Zur ersten Frage – Keine Lieferung gegen Entgelt
Die Einbringung von Liegenschaften in eine Gesellschaft, ohne dass dem einzigen Gesellschafter als Gegenleistung neue Anteile gewährt werden, stellt keine Lieferung gegen Entgelt dar.
Zur zweiten Frage – Entnahme nach Art 16 MwStRL
Die Einbringung stellt eine einer Lieferung gegen Entgelt gleichgestellte Entnahme als unentgeltliche Zuwendung oder für unternehmensfremde Zwecke im Sinne des Art 16 MwStRL dar
Das Urteil bestätigt eine seit Langem vertretene Auffassung in der Literatur: Die Beschränkung des Grundsatzes der Nicht-Lieferung ist unionsrechtswidrig, soweit sie Vermögensübertragungen ausschließt, die zwar ein Gesamt- oder Teilvermögen darstellen, aber nicht unter das UmgrStG fallen.
Es bleibt allerdings abzuwarten, ob der VwGH die Einschränkung im Hinblick auf Art 19 Abs 2 MwStRL für gerechtfertigt erachtet. In seinem Vorlagebeschluss hat der VwGH diesbezüglich bereits Folgendes angemerkt: „Es ist (vorerst) nicht erkennbar, dass es zur Vorbeugung von Steuerhinterziehungen und -umgehungen erforderlich wäre, die Nicht-Steuerbarkeit der Übertragung von Vermögen auf Betriebe und Teilbetriebe (Einkunftserzielung gemäß § 2 Abs. 3 Z 1 bis 3 EStG 1988) einzuschränken und damit die Übertragung eines Vermögens, das der Erzielung von Einkünften aus Vermietung und Verpachtung dient, generell auszuschließen. ... Missbräuchlichen Gestaltungen könnte auf Grundlage der nationalen Bestimmungen des § 22 BAO auch dann entgegengetreten werden, wenn die Einbringung nicht dem UmgrStG unterliegt."

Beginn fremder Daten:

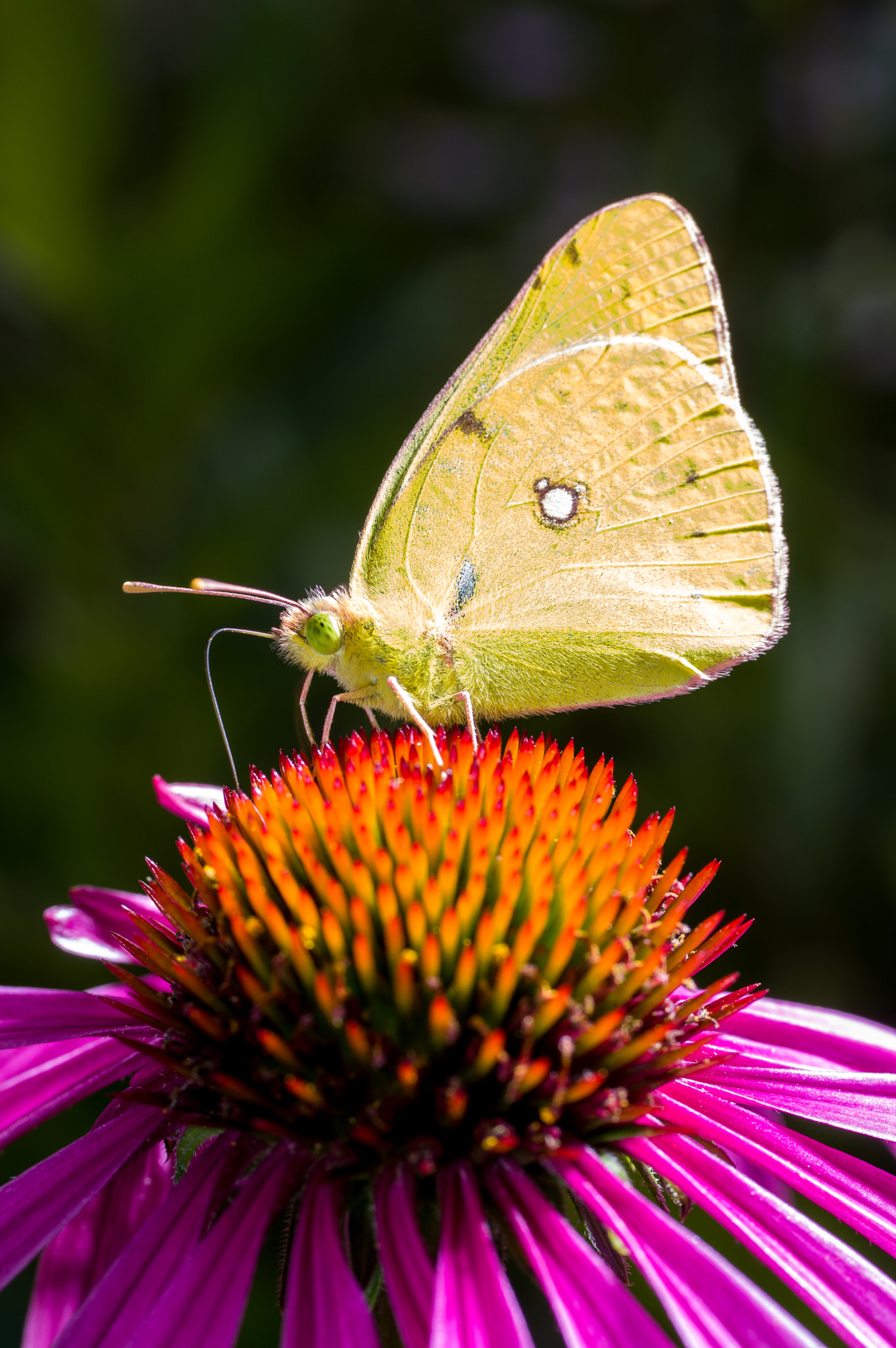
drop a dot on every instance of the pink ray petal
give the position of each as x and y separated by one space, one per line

Wir würden davon ausgehen, dass eine Einschränkung auf bestimmte Vorgänge oder Branchen nicht unionsrechtskonform wäre. Eine Prüfung, ob Missbrauch vorliegt, ist natürlich im Einzelfall möglich.

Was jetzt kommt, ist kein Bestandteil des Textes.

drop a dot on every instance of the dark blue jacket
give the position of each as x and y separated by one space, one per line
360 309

Gelangt der VwGH - wie uE derzeit zu erwarten - nicht zum Ergebnis, dass die eingeschränkte nationale Umsetzung des Art 19 MwStRL im Hinblick auf Abs 2 leg cit gerechtfertigt ist, hat die Entscheidung über den konkreten Sachverhalt hinaus erhebliche Bedeutung für die entsprechenden Übertragungen von Gesamt- oder Teilvermögen, insbesondere auch für Asset Deals. Bislang galten solche Übertragungen außerhalb des UmgrStG stets als umsatzsteuerbar und idR – je nach übertragenem Vermögen - auch umsatzsteuerpflichtig. Aufgrund des Urteils steht Steuerpflichtigen die Möglichkeit offen, die Nichtsteuerbarkeit auch in Fällen außerhalb des UmgrStG geltend zu machen, sofern die Voraussetzungen im unionsrechtlichen Sinne vorliegen (insbesondere: Fortführung der wirtschaftlichen Tätigkeit durch den Begünstigten).

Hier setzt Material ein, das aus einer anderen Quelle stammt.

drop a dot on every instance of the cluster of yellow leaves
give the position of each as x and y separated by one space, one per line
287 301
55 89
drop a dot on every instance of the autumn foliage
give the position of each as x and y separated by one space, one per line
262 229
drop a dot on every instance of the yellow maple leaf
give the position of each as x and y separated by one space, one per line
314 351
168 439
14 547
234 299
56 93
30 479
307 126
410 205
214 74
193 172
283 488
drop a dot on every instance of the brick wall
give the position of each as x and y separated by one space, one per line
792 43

Zudem sollte nach bisheriger österreichischer Auffassung bei einer nicht steuerbaren Geschäftsveräußerung im Ganzen die Vorsteuerberichtigung für das übertragene Vermögen beim übertragenden Unternehmer entfallen.
Für die Vergangenheit sollte diesfalls eine direkte Berufung auf Art 19 MwStRL in allen offenen Verfahren möglich sein (sofern die Voraussetzungen aus unionsrechtlicher Sicht grundsätzlich erfüllt sind). Für die Zukunft erwarten wir eine entsprechende gesetzliche Anpassung in Österreich.